Indicators forecast economic growth
New Zealand's strongest service sector performance since October last year could signal falling unemployment and economic growth of as much as 5 per cent in the next year, according to the latest BNZ-BusinessNZ survey.
The Performance of Services Index (PSI) for July was 58.1, up three points from June and the highest level of activity since October 2012.
A result above 50 indicates services activity is expanding, while an index below 50 is indicative of a contraction.
July's value was the highest recorded for the month since the survey began in 2007, and the most positive overall since October last year.
New orders in the services sector, a category of the PSI, were particularly strong, increasing 3.2 points from June to 63.1.
This was the highest level since November 2007, and was reinforced by strong activity and sales results, which were up 4.2 points to 61.8.
BNZ economists said the PSI results added to the story of accelerating economic growth.
"Indeed, the chances of getting 5 per cent GDP growth over the coming 12 months cannot be taken lightly," BNZ said.

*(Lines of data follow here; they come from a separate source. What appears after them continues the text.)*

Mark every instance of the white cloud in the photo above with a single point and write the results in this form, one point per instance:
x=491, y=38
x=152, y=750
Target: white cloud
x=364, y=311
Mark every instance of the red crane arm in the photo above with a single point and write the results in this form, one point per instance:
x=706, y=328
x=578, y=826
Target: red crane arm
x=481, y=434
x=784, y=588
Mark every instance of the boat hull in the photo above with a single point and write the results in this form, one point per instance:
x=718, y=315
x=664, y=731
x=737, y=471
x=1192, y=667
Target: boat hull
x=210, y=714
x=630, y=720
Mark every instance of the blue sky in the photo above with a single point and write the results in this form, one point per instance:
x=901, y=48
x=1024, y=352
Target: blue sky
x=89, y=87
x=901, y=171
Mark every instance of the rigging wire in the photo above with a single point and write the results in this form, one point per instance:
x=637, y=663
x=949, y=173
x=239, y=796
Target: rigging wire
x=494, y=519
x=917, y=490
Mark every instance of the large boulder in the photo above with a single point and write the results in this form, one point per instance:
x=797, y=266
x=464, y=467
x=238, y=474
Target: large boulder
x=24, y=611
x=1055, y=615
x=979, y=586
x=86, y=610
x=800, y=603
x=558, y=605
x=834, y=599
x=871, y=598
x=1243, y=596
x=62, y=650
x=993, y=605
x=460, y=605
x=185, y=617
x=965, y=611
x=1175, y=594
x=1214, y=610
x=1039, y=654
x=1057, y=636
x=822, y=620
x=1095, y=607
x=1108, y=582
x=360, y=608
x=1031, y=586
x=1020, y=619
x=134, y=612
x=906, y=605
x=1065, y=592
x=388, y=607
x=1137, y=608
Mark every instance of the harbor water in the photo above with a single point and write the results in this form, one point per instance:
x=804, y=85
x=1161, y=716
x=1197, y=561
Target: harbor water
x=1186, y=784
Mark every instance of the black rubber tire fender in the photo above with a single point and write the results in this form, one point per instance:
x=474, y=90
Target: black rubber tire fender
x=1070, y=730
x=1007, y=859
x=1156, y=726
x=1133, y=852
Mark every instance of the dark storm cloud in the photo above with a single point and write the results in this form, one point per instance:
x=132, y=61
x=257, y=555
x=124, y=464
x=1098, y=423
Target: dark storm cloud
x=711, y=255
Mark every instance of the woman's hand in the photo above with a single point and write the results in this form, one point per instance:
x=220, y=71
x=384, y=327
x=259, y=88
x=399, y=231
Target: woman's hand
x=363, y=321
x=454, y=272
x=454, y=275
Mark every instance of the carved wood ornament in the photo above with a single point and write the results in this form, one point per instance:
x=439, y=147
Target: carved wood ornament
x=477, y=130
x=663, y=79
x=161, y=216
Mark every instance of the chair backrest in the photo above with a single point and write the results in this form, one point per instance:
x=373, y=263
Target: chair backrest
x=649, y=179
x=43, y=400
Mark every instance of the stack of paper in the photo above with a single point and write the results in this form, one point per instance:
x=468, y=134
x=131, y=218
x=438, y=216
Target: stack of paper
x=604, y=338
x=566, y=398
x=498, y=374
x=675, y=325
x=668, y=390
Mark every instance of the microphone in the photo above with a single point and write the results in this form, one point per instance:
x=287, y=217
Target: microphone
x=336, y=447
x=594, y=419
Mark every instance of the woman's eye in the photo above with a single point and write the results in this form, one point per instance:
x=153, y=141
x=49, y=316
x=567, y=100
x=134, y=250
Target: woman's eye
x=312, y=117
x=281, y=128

Employment in the PSI was less strong, but still improved from June to reach 52.2.
This combined with a 53.1 employment figure in the Performance of Manufacturing Index from last week.
BNZ senior economist Craig Ebert said together the two figures showed a positive trend for employment after some weaker signs in June.

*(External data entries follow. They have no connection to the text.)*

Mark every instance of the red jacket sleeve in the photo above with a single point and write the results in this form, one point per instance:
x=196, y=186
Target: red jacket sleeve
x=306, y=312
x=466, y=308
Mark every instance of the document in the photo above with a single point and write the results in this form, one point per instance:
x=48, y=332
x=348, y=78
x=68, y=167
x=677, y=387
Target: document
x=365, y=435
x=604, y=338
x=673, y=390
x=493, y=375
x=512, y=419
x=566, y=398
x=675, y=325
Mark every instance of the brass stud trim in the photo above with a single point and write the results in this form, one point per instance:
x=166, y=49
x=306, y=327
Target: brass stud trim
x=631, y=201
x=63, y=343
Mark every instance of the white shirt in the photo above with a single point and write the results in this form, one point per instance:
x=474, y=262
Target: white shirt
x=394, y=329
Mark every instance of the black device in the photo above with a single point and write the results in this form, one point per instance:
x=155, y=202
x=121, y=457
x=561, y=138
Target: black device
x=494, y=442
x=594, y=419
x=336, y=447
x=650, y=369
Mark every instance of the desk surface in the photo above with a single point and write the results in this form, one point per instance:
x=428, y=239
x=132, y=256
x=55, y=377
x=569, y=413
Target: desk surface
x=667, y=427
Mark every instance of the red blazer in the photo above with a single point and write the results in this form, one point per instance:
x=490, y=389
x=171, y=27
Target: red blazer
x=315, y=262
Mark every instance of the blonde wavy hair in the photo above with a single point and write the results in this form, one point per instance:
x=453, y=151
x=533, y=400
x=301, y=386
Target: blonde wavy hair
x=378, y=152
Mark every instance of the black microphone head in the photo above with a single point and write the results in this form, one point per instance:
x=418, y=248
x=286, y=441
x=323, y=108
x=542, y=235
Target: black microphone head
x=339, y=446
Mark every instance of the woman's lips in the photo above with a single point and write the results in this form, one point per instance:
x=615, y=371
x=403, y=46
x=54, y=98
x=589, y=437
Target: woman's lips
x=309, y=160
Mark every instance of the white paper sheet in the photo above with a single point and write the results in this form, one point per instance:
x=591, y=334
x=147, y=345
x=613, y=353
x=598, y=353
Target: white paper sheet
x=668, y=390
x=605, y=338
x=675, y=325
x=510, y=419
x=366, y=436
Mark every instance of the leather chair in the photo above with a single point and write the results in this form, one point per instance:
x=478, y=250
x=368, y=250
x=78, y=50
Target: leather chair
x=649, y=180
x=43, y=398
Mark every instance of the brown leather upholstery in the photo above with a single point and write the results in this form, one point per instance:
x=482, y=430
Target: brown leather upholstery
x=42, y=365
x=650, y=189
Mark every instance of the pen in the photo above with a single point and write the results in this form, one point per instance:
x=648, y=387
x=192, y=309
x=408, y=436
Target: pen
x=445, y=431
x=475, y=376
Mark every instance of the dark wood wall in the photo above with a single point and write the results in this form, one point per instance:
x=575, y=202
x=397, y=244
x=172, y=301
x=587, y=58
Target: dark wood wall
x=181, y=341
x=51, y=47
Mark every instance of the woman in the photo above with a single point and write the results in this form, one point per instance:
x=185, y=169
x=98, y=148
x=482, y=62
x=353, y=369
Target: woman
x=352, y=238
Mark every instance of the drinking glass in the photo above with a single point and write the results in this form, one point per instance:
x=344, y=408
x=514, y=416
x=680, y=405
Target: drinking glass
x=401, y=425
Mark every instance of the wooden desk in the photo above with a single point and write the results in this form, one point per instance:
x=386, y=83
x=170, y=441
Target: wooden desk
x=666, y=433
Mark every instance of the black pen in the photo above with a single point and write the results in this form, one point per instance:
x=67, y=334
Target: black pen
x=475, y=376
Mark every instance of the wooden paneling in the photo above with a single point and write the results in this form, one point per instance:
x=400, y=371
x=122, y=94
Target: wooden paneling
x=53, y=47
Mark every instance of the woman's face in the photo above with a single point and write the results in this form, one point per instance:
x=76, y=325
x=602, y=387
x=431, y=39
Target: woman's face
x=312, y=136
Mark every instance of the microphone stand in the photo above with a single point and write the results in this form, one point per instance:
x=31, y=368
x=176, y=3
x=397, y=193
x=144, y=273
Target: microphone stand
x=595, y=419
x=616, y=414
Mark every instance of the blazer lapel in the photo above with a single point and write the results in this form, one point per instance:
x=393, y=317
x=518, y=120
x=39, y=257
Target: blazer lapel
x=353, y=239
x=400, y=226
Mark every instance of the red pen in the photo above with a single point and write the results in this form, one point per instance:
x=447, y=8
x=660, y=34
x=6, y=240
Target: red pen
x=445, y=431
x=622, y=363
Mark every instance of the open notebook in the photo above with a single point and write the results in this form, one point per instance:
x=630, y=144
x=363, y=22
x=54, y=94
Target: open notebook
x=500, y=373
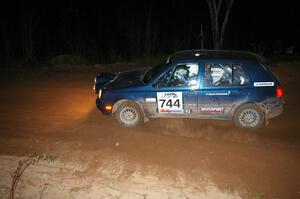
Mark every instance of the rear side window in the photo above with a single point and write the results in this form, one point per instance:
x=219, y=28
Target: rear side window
x=225, y=75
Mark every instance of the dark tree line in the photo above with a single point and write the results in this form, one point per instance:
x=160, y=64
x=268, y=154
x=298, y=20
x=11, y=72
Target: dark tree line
x=35, y=30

"It's always the case that employment has to lag because firms have to wait and see if it's going to continue."
He said stronger jobs growth could therefore be seen from late this year onwards, with next quarter's employment numbers much the same as June 2013.
Statistics NZ has recorded the country's unemployment rate for the June quarter this year at 6.4 per cent.
Ebert said the employment indices of the PMI and PSI were not strong but at least positive and consistent.
"The bigger point is if we can believe the GDP stuff and if we trust the usual lags to employment then the size of the jobs growth might put more obvious downward pressure on the unemployment.
"So instead of going down by decimal points it might go down by bigger and bigger chunks."
BNZ said leading indicators in the economy indicated GDP growth of between 4 and 5 per cent was not out of the question.
Many people were far from thinking along the lines of these sorts of numbers, however, Ebert said.
BNZ's own growth forecast peaked at 3.4 per cent and the Reserve Bank's at 3.6 per cent.
"We're not forecasting it; we're just saying it's a possibility, the way the trends are going."
He said GDP growth of 5 per cent was dependent on no more external or internal shocks to the economy.
"We presume there won't be another drought domestically."